Is it then true that $A^+$ is continuous?
I would say yes, as if we take $g_n\rightarrow g$ in $\text{domain}(A^+)$, one can trivially write, for $\epsilon_n := ||g_n-g||$ $$||A^+g-A^+g_n||\leq ||A^+g-R_{\gamma(\epsilon_n,g_n)}g_n|| +||R_{\gamma(\epsilon_n,g_n)}g_n-A^+g_n||\\\leq h(\epsilon_n)+h(0)=h(\epsilon_n)\rightarrow0$$
Is this reasoning correct/is my claim correct?
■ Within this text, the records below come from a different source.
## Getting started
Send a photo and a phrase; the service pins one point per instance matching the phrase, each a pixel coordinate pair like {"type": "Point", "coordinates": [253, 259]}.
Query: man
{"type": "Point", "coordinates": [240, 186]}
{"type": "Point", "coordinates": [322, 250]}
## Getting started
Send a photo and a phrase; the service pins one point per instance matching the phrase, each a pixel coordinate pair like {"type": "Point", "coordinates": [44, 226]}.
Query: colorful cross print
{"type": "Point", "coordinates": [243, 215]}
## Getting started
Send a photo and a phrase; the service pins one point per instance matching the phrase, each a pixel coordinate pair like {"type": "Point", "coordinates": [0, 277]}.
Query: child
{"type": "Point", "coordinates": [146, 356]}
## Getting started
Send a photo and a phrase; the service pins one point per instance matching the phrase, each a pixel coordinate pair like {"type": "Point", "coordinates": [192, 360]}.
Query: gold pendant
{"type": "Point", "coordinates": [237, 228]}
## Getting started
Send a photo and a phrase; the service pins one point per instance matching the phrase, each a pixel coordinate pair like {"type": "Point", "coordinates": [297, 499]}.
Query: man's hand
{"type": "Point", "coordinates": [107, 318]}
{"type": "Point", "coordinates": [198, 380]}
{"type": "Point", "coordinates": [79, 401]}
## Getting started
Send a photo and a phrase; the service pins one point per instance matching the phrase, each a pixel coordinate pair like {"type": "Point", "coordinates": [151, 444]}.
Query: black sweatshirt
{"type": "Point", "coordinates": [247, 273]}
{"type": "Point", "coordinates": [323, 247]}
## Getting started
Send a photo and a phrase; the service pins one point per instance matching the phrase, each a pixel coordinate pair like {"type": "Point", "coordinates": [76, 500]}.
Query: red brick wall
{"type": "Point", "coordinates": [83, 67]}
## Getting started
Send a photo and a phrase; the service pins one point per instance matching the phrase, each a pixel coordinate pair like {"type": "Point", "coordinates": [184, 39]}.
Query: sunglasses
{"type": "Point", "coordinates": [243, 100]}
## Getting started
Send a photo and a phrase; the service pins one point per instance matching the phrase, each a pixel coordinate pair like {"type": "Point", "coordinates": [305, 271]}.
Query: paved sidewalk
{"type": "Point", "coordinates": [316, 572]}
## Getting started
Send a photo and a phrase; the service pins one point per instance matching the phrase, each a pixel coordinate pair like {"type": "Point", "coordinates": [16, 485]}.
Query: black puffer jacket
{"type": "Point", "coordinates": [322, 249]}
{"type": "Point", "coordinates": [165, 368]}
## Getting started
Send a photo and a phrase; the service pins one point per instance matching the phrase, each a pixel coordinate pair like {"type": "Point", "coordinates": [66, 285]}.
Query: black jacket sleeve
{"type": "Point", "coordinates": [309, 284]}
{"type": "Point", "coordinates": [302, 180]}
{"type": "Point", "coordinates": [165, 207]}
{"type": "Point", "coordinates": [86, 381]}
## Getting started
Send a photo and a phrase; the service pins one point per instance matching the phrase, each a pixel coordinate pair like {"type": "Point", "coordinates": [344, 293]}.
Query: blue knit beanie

Your proof is correct, however the definition of the regularizing family is different than usually. I found the following definition in the book by Rieder [Keine Probleme mit inversen Problemen (in German)] Def 3.1.1: $$ \forall g\in D(A^\dagger): \ \sup\{ \|A^\dagger g - R_{(\cdots)}(z): \ \|z-g\|_Y\le \epsilon\} \to 0 \quad \text{ for } \epsilon\to 0. $$ You wrote $$\ \sup\{ \|A^\dagger g - R_{(\cdots)}(z): \ g\in D(A^\dagger),\ \|z-g\|_Y\le \epsilon\} \to 0 \quad \text{ for } \epsilon\to 0, $$ which is much stronger, as it implies continuity of $A^\dagger$.